[robocup-small] Proposal for energy budget

James Bruce bruce at andrew.cmu.edu
Wed Sep 14 18:09:27 EDT 2005


Sean Verret wrote:
> I very much like this proposal and would urge the TC to consider it 
> perhaps not necessarily for 06 but indeed for 07.  I think Raul's 
> suggestion also has merit but it involves a vision system monitoring all 
> the robots and monitoring their health.  Not to mention, who's going to 
> create the "virtual referee", my guess is that it will not prove to be 
> reliable in the near future, nor is it a research topic that is 
> necessarily "interesting" for most teams.

I fully agree.  That's always the problem that sidelines the automatic 
referee; Who's going to keep it calibrated and working on four fields?

> This suggestion by Beng will stop the arms race that has been happening 
> every year for the past 5 years.  Instead of coming home from Robocup 
> and saying, we have to get faster, we have to build stronger kickers, we 
> have to build chip kickers, we need more powerful dribblers, teams will 
> come back and say, we have to pass better, we have to play as a team 
> better, we have to be smarter, we have to monitor our health, etc.  
> These are the "interesting" problems in my mind.

This is an unrealistic expectation in my opinion.  There will always be 
an arms race, but instead of being power it will be in terms of 
efficiency.  Teams will have capacitors (maybe even expensive 
supercapacitors or ultracapacitors) to store extra battery charge so 
they can temporarily outrun their opponent.  Titanium and carbon fiber 
will shave weight where steel and aluminum were before.  Nothing much 
will have changed, except competetive robots will cost even more.  Just 
like in professional motorcycle racing, having cc limits on motors did't 
stop the hardware arms race.

Furthermore, it has negative effects on onboard computation.  Allowing 
seperate batteries for the computer makes the rule essentially 
unenforcable; Power from "computer" batteries can easily (and even 
accidentally) be routed to the motors.  Limiting the total battery power 
forces teams to remove substantial oboard computing power, thus making 
things like local vision difficult or impossible.

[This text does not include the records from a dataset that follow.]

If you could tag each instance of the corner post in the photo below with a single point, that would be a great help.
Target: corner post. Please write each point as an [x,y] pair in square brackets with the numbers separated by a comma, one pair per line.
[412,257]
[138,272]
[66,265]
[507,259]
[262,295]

That said, I do like rules that encourage more soccer-like play. 
Removing the 90deg walls in 2000, outlawing side dribblers in 2004, and 
limiting dribbling distance to 500mm all helped to encorage accuracy and 
team play.  This year we can proudly say that most of the top 8 teams 
had passing which was used regularly throughout the game.

Fixing the batteries is a much more extreme change, and also makes just 
about every current robot illegal.  That's not to say we can't improve 
things over the current situation.  A few people mentioned disallowing 
battery changes during the game, or lengthening the halves.  Both would 
go a long way toward reducing "excessive" power usage since teams would 
have to lug all the batery capacity they would need for the whole game. 
  To make this concrete, I imagine something like the following proposal:

Every team is limited to a maximum of 7 robots and 7 battery packs for 
the entire duration of the game.  There would be some maximum number of 
robot interchanges (3 or 4 maybe?).  Each half would be 15 minutes (up 
from 10).  Since fewer hardware changes can be made during a game, we 
can keep the overall duration of the match the same by decreasing 
halftime and timeouts to 5 minutes each (down from 10).

With these rules, teams would have to ensure their robot can go for 30 
minutes of play, and is robust enough that robots are not constantly 
being interchanged during a game.  At the same time, it doesn't enforce 
a particular voltage or battery type on teams.